Always on the cards
I haven’t been to Karachi. I’ve imagined it though.
I know they have problems there, and marriages
arranged by dealers, much as cricket matches
might be arranged. I know there are streets
more colourful than I’m likely to comprehend. There
are beautiful children with eyes no tourist’s
camera could resist, beautiful hungry children.
But that’s by the bye. I’m trying to find some
way to think of being dead, and it seems
not too absurd to consider it merely a place
I’ve never arrived at, but when I’m there, all I’m
used to goes on back here as it does, this minute
if you like, a car-horn jammed in a garage
round the corner, the heater I’m anxious if it’s been
turned off, a book with a bookmark’s lolling
leather tongue. It’s a matter of travel,
to put it blandly. Have you been dead lately?

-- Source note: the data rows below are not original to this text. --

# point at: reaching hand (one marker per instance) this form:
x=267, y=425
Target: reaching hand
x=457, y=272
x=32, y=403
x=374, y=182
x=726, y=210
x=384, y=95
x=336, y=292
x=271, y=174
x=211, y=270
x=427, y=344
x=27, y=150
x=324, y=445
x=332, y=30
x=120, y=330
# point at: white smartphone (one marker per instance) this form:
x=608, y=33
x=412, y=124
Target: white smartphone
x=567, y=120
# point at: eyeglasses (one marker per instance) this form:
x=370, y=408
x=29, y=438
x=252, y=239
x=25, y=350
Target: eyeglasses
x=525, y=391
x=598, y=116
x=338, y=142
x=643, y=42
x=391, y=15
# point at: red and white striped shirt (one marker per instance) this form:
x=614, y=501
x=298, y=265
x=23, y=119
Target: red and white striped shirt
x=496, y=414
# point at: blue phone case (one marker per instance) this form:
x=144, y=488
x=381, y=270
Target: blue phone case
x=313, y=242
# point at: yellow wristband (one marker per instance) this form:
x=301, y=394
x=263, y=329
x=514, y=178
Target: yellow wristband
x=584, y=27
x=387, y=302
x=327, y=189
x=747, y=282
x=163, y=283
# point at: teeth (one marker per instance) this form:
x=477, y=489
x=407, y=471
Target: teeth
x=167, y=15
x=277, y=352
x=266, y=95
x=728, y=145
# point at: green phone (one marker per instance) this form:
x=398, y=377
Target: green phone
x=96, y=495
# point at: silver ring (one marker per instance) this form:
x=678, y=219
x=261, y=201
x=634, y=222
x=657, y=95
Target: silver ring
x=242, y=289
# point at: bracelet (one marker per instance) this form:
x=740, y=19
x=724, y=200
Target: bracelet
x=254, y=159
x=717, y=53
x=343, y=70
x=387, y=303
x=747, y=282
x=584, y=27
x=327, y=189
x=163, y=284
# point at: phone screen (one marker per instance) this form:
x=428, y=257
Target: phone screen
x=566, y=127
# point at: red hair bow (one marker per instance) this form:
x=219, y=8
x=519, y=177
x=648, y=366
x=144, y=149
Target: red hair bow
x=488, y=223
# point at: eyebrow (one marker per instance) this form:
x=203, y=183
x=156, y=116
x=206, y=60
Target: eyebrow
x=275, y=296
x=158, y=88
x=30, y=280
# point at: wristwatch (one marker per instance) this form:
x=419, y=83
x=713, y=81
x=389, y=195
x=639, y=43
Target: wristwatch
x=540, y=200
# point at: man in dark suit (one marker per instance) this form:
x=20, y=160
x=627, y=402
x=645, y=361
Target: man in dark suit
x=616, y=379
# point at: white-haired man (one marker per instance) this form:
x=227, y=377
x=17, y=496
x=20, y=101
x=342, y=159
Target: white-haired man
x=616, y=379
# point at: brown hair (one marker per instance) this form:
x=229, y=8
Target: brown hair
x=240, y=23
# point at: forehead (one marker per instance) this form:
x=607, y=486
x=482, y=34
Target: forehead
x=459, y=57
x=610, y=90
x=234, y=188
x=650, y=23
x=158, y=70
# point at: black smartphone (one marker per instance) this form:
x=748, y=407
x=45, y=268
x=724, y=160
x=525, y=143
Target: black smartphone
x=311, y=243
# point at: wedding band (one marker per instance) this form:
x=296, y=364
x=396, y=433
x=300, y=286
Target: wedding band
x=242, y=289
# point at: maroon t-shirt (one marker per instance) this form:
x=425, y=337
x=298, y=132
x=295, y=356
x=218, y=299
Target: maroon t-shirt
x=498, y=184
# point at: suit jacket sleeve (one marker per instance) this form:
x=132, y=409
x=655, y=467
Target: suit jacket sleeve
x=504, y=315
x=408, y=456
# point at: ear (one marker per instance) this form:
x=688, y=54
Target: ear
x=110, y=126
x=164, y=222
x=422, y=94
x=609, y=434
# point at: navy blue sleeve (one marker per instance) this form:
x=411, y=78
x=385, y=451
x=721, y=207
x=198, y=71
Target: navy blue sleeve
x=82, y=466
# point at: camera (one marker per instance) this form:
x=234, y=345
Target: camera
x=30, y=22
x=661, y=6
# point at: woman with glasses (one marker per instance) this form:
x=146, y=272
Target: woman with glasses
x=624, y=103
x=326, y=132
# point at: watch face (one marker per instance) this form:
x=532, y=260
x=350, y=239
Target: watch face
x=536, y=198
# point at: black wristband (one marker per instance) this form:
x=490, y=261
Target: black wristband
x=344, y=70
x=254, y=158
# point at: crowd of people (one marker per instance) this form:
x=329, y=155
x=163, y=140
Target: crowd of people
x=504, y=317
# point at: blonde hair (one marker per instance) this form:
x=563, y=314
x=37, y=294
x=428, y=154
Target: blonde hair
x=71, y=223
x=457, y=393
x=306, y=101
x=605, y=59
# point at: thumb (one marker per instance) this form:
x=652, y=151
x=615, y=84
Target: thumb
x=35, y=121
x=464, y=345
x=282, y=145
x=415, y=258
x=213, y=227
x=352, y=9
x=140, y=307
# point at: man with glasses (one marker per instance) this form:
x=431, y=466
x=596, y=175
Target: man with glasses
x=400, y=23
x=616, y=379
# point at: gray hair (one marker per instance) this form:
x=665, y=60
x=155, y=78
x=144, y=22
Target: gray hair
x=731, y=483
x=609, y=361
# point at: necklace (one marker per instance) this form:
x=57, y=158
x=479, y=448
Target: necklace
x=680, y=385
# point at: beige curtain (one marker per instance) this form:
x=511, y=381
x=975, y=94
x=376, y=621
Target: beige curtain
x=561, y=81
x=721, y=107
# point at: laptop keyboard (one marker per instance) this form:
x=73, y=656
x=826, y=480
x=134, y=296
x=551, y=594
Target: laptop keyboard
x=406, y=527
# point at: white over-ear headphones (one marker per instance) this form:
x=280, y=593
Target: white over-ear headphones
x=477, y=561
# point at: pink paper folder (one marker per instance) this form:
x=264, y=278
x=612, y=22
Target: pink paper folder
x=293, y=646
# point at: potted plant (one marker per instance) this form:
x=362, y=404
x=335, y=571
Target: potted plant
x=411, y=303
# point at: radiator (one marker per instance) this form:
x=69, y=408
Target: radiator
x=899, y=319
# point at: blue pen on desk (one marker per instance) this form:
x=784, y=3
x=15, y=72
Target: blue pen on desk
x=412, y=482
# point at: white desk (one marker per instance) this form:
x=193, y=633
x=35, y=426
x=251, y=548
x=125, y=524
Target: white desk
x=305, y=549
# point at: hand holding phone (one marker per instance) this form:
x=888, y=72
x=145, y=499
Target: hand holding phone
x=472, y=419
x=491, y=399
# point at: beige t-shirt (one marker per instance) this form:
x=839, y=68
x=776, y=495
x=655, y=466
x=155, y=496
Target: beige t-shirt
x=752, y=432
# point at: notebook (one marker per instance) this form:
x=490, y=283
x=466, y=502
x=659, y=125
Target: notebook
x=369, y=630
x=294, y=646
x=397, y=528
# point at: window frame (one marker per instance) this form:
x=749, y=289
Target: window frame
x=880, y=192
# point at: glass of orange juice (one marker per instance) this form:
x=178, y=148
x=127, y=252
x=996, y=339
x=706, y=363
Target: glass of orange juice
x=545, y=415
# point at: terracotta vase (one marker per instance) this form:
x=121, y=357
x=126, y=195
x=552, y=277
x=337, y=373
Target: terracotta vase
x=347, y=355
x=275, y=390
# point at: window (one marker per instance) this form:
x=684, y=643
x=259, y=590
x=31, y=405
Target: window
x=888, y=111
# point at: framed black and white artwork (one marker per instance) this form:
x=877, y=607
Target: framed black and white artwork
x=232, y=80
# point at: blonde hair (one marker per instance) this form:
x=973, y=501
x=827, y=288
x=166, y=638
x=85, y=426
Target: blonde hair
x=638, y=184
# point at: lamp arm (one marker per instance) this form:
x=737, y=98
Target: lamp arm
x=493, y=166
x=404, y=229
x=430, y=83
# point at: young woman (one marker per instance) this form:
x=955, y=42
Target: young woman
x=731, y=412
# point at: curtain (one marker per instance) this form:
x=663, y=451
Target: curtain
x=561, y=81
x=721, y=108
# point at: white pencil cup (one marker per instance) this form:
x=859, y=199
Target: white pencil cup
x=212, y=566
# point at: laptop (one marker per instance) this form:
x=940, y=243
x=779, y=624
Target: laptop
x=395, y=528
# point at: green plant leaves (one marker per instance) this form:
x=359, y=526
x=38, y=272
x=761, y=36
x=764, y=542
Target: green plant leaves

I imagine someone saying, and answering, No,
but I still intend to, as I hope to visit Karachi.
-- Vincent O’Sullivan
Current New Zealand Poet Laureate, Vincent O’Sullivan is author of two novels, a biography of writer John Mulgan, and numerous collections of stories and poetry. He is also a playwright and, not surprisingly, his verse is often theatrical in its use of personae and dialogue, its dramatic entrances and exits. ‘Always on the cards’—which unfolds like a dramatic monologue—is from O’Sullivan’s latest collection Us, then (Victoria University Press 2013). As well as dissecting family and social relationships, O’Sullivan’s poems have a rare capacity to take on fads and lapses in the national character. Notably in this regard, his latest book includes a meditation on director Peter Jackson’s filmic recasting of New Zealand as Middle Earth. In the ensuing kitsch-fest, The Lord of the Rings and The Hobbit have been subsumed holus-bolus into the popular national self-image, aided and enthusiastically abetted by the tourism board and a score of souvenir-touting operators. O’Sullivan’s observations on the present state of cultural confusion are worth quoting in full:
This time in 3-D
The usual spilling of ten thousand
orcs, the magic swords, dismembered
stacks, a warg’s head bouncing the Southern
Alps. A grey unspeakably boring wizard
making his Baden-Powell speeches on keeping
order in the Shire, serving the cause
of peaceable hobbits and shining, pure-
fabricked, waterfall-elegant elves.
I yearn for a piece of human flesh stabbing
the dear life at another piece. I want us
as we’ve always been. I want Reality
for God’s sake, the way it was trickily made!